National Depression Screening Day puts crucial emphasis on the fact that so many of us deal with some form of depression and/or anxiety. To put a number on it, over 264 million people around the world suffer from depression.
Statistically speaking, it’s more likely that you know someone that deals with depression than not. However, an unfortunate stigma and misunderstanding still cling to the condition.
Though there is much more freedom of expression and acceptance surrounding mental health than there was even 5 years ago, there’s still a lot of progress to be made.
Many remained inclined to hide their depression, an all too common decision that can be made for a variety of reasons, such as:
- An individual feels their experience will not be heard or understood by those around them
- An individual feels ashamed of their depression based on how mental health is considered in their environment
- An individual doesn’t have the resources or clear paths for support and/or treatment
- An individual doesn’t know they are dealing with depression and/or anxiety
That’s where NDSD plays its important role in the collective effort to minimize these obstacles for anyone struggling with depression.
Numbers 1 and 2 are things that can be remedied by educating the public on the reality of mental health and depression.
Number 3 is a problem that will be continually improved by the platform and resources provided by efforts like NDSD, World Mental Health Day, and Mental Illness Awareness Week.
And, in the spirit of this annual occasion, Number 4 is an issue that can be helped by a depression screening.
What is a Depression Screening?
A depression screening is an assessment that helps determine if someone is experiencing symptoms of depression.
It is important to note that such screening tools, often in the form of an online test, are not conclusive diagnostic assessments.
Depression screenings are best utilized by sharing the results with a relevant healthcare provider as part of a larger treatment effort. However, in the moment, a depression screening can provide valuable clarity on whether you are experiencing symptoms of depression.
Depression is no joke, so being able to instantly access a screening tool is such a positive development in the mental health environment.
Unsure if you should take a depression screening? Well, taking one certainly can’t hurt.
For more information on why someone should screen for depression, as well as who should get screened, click here!
Access these depression screenings now:
Screening for Depression from Anxiety and Depression Association of America
Depression Test from Mental Health America
Depression, Mental Health in a Post-Pandemic World
The work won’t stop until depression is unanimously treated as a valid, respected mental health condition. In other words, the work won’t stop until a depression screening is as common and standard as a blood pressure test.

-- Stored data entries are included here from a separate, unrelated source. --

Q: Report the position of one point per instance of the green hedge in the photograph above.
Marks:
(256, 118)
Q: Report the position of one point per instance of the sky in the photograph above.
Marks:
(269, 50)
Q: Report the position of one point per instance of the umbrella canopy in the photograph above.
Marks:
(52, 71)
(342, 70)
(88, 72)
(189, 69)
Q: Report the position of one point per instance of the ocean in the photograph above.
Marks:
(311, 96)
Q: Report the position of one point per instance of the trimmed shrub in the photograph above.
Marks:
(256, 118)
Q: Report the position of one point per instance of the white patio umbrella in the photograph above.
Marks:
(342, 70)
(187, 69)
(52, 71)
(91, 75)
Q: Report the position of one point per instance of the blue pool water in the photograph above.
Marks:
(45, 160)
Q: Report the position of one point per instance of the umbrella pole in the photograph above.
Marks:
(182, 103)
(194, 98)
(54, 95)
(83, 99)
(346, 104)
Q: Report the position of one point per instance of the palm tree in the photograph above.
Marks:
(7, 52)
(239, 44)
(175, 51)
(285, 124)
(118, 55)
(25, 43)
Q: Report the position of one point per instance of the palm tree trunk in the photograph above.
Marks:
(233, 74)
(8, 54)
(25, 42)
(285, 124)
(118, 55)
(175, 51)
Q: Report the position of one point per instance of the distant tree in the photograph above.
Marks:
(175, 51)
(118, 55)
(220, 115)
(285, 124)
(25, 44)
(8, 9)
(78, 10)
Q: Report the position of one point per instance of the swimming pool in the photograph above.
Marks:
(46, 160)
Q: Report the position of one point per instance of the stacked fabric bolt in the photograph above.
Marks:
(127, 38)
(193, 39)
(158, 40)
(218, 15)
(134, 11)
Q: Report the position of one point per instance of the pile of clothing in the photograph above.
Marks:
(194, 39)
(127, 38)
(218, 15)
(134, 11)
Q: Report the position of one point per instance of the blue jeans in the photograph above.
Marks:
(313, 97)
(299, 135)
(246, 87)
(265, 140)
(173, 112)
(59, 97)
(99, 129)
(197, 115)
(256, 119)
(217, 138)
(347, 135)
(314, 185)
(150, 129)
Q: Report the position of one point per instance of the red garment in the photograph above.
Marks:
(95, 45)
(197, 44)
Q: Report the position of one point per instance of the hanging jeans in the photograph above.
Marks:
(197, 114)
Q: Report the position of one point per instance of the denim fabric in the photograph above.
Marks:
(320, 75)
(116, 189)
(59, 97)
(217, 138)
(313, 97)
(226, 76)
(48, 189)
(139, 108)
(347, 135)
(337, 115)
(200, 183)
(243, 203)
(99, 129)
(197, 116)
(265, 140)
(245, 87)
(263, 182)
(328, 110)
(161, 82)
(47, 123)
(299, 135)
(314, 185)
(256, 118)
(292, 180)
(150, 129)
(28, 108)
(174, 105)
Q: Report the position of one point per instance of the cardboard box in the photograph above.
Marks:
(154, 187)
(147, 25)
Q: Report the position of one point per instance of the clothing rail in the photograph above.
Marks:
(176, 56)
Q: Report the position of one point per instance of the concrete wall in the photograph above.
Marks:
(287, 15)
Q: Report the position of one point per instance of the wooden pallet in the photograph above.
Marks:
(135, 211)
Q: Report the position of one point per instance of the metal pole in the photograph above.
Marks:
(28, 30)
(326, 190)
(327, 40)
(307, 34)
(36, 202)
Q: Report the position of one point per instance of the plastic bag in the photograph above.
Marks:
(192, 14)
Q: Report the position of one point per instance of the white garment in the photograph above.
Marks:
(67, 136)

October is also home to Mental Illness Awareness Week (Oct. 4-11) and World Mental Health Day (Oct. 10th). Along with NDSD, this month that puts such a spotlight on mental health feels very needed in 2020.
We’ve already explored the unique mental health challenges that COVID-19 presents. If you’ve experienced more stress, worry, and/or anxiety since the pandemic began, this article can provide some context as to where those feelings may be coming from. If you hadn’t noticed already, pandemic stress can be a potent trigger for depression symptoms.
Unfortunately, experts expect a “second wave” of pandemic-induced mental health issues. The imminent demand for more mental health support in the coming weeks and months will further overwhelm a mental health system that was already overwhelmed well before COVID-19.
We do not mean to alarm you with this rather somber news. Instead, we hope it encourages you to address your mental health before that gets even more difficult to do so.
Whether that’s getting back to see your therapist, or starting with a depression screening, we deserve all the self-love and care we can give ourselves as we continue to face the pandemic.